En d’autres termes, la mesure algébrique   \( {\overline{\rm AB}}\)   est la moyenne harmonique des mesures algébriques de   \( {\overline{\rm AC}}\)   et de  \( {\overline{\rm AD}}\) . Pour mémoire, la moyenne harmonique m de deux réels non nuls u et v est l’inverse de la moyenne arithmétique de leurs inverses, c’est-à-dire que 2 / m = 1 / u + 1 / v. Pourquoi « harmonique » ? Ce terme nous vient de Pythagore, qui avait défini la gamme musicale en utilisant cette moyenne : en effet, la longueur d’onde étant proportionnelle à l’inverse de la fréquence, la moyenne harmonique des fréquences correspond à la moyenne arithmétique des longueurs d’onde. Par analogie avec cette dénomination, Michel Chasles appelait le birapport le rapport anharmonique, lorsqu’il différait de – 1.

 

 

 

Ravissantes propriétés géométriques

 

Donnons-nous dans le plan deux points A et B distincts. Alors à tout point C de la droite qu’ils engendrent correspond un unique point D de cette droite tel que C et D divisent harmoniquement le segment [AB] : on appelle D le conjugué harmonique de C par rapport au segment [AB].

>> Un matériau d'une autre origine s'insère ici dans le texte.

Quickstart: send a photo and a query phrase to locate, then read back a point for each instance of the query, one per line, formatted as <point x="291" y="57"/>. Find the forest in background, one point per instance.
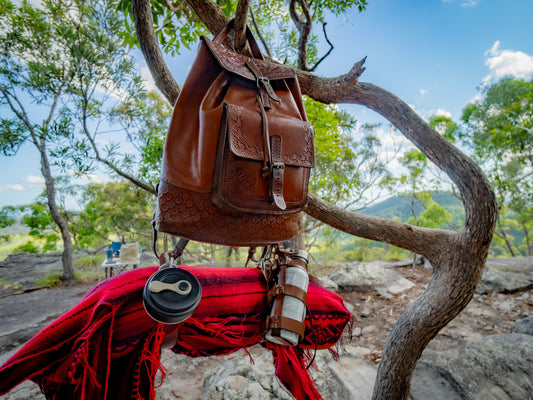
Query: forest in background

Comme on sait définir le birapport de quatre droites concourantes D1, D2, D3 et D4, on peut dire qu’elles forment un faisceau harmonique si leur birapport vaut – 1. La propriété suivante est utile : un faisceau est harmonique si, et seulement si, toute droite parallèle à l’une d’entre elles est divisée par les trois autres en deux segments égaux. Cela fournit une méthode de construction élémentaire du conjugué harmonique !

Autre propriété intéressante, deux droites concourantes forment avec leurs bissectrices, intérieure et extérieure, un faisceau harmonique. 

 

 

Toutes ces propriétés ravissaient les géomètres du siècle dernier, avec l’étude de notions désormais peu évoquées dans l’enseignement comme les polaires ou les quadrilatères complets. Le cadre idéal pour les traiter est celui de la géométrie projective, qui élimine un certain nombre d’exceptions et nous fait parfois voyager aux confins de l’univers sur la droite à l’infini…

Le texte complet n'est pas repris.